Crews begin stringing cable for new Bay Bridge span


In any major construction project, every day is crucial because it lays a foundation for the next day, and the one after that. And yet, some of those single days will be more important than others because of their symbolic value. Monday was such a day on the Bay Bridge.

"Today is a huge milestone in the construction of what will be world's largest self anchored suspension bridge. Today, this week we begin the process for putting the main cable, the piece that holds the entire bridge up," Caltrans spokesperson Bart Ney said.

Caltrans, under the direction of project director Brian Petersen, began threading the suspension cable.

"This is the day of putting it on the reel, getting it to go," Petersen said.
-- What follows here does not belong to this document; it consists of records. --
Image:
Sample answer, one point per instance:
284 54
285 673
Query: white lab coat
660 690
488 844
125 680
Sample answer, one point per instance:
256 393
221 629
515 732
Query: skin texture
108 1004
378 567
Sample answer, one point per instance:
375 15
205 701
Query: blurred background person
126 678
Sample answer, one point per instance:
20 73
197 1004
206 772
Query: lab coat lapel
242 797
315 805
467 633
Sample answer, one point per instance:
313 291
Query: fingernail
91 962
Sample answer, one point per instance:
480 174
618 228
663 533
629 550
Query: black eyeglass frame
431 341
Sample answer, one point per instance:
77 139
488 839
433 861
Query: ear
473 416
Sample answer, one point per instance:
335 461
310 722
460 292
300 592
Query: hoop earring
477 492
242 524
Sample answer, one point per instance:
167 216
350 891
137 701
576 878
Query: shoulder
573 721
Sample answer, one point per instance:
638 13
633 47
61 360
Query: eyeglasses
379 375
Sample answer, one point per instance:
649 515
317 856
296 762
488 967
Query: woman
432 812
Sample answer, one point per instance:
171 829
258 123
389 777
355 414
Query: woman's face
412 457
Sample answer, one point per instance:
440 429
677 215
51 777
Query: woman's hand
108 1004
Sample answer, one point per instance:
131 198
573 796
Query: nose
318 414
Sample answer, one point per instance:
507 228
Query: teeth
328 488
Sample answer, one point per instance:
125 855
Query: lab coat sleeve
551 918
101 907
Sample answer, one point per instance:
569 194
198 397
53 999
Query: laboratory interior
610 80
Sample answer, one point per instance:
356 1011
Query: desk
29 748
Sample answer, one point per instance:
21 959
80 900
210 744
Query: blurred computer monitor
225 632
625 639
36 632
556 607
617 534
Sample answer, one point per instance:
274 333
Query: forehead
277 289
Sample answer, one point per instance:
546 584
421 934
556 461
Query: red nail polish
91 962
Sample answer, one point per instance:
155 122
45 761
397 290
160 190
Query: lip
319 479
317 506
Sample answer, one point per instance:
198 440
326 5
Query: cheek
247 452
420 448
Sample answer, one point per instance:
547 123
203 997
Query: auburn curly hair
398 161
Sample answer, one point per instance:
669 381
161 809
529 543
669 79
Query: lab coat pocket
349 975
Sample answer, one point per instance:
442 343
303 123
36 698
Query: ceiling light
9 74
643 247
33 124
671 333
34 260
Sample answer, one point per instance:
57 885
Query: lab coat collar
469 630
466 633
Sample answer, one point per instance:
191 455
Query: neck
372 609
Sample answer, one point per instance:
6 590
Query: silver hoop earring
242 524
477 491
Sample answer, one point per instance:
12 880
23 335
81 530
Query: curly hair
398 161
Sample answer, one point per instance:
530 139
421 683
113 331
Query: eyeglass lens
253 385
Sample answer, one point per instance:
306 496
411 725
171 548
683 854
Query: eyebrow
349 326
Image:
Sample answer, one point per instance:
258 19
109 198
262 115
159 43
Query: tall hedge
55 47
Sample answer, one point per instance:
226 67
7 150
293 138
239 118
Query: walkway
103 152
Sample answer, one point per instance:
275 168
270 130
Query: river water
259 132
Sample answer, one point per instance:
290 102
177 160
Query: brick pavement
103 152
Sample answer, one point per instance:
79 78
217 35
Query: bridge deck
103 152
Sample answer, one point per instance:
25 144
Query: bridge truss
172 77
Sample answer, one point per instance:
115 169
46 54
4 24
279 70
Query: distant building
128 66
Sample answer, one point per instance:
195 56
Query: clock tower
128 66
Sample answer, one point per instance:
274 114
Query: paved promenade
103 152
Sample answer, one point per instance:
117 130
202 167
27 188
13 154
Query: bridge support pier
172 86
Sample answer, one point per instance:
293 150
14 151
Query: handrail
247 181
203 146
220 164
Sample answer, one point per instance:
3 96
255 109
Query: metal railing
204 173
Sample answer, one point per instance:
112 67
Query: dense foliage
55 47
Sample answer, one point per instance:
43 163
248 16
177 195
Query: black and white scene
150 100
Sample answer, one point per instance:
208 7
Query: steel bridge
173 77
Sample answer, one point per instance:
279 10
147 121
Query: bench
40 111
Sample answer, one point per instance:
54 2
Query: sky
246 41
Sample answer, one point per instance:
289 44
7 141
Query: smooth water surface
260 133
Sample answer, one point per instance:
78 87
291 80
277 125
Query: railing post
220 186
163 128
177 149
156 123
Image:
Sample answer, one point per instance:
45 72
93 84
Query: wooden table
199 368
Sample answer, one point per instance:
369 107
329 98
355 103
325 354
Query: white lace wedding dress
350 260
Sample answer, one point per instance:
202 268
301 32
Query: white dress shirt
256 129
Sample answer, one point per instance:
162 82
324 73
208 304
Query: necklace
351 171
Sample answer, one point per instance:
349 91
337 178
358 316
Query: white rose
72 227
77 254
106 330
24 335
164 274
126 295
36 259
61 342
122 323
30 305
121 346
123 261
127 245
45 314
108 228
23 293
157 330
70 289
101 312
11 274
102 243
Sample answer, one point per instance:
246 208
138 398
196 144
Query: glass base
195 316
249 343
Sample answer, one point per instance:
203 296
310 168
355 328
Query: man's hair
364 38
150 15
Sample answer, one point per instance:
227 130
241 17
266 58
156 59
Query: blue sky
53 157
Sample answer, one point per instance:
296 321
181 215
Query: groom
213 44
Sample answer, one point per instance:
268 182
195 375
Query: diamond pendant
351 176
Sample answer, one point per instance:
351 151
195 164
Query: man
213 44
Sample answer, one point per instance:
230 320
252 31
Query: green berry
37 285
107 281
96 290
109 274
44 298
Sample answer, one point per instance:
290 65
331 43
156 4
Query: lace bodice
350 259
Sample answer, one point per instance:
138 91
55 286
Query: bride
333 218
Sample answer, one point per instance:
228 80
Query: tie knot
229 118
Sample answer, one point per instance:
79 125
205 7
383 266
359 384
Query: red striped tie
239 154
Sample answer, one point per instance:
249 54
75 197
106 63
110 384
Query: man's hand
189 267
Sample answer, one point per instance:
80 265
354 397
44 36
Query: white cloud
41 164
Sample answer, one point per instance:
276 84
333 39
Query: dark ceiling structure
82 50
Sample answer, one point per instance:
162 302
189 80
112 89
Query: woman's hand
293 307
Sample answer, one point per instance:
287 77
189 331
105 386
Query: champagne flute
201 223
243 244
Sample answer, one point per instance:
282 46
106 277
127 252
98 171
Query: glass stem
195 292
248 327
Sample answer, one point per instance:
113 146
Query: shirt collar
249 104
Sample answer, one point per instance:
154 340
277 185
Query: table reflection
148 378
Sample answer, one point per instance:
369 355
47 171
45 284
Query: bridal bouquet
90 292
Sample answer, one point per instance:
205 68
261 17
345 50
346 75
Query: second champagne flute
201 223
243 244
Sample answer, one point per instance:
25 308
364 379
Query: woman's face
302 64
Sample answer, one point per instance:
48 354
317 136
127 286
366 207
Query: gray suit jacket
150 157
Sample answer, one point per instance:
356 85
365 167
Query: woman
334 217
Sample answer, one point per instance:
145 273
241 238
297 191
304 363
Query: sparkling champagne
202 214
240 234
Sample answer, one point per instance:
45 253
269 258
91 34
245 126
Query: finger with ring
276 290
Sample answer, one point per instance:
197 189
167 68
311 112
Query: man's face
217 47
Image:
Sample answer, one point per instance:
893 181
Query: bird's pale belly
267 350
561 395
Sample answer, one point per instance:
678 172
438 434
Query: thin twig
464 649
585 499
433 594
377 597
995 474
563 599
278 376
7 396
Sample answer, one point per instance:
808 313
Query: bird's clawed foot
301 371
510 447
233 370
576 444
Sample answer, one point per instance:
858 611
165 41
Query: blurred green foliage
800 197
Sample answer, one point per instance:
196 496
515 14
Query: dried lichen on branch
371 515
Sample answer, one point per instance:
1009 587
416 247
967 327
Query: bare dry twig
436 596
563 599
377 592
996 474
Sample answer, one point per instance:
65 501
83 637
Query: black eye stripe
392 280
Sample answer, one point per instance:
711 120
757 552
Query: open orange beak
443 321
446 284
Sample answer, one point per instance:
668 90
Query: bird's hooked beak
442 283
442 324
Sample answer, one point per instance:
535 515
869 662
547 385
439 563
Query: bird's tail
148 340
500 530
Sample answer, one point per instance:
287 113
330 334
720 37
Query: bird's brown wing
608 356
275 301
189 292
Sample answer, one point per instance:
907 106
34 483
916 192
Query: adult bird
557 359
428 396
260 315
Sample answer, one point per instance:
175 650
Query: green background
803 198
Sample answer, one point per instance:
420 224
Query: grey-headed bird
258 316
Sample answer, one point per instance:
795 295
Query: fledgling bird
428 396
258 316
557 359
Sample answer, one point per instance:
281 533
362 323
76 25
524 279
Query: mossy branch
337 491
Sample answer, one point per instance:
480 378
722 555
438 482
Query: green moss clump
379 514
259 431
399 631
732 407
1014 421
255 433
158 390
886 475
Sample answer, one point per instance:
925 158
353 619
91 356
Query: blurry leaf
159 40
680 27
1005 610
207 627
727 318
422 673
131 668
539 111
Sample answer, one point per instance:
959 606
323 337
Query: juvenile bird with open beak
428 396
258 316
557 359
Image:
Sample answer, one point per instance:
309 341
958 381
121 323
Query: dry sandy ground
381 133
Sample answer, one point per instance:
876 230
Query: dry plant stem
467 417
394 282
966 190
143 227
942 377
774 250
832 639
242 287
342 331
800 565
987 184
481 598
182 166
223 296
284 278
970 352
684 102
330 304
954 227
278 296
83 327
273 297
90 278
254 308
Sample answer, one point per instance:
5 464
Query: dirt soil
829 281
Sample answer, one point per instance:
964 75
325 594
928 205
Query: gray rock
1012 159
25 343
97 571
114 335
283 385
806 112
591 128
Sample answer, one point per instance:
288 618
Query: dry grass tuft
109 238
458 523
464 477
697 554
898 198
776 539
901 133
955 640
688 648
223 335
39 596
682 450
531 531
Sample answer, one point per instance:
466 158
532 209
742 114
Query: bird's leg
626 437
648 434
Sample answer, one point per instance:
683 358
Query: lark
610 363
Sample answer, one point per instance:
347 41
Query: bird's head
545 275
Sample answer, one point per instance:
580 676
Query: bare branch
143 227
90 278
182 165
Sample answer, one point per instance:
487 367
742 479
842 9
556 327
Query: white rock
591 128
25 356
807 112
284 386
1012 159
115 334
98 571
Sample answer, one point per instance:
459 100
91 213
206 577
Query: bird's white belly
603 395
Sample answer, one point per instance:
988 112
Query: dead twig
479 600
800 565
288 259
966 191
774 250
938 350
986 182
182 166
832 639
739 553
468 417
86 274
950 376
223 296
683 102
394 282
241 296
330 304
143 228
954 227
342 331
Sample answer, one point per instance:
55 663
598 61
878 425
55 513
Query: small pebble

But they're not doing it not a wire at a time, as in previous projects. The sections of cable come pre-assembled in wrapped strand

Each of the 137, one mile long strands will travel up the bridge, loop around the other side, then go up, again, and back down before crews anchor it in place. Hence the name: self-anchored, cable strand suspension.

"It's a little heavier and takes longer per strand, but you get more done at once," Petersen said.

This phase of the project should take about six months. Ultimately, the 137 strands will appear as one, thick, cable. But a cross-section tells the real story of a combined 14,800 miles of steel wires, becoming a reliable sum of their parts.

Peterson is a guy who has bridge building in his blood. His father built the Verrazano-Narrows Bridge connecting Staten Island with Brooklyn.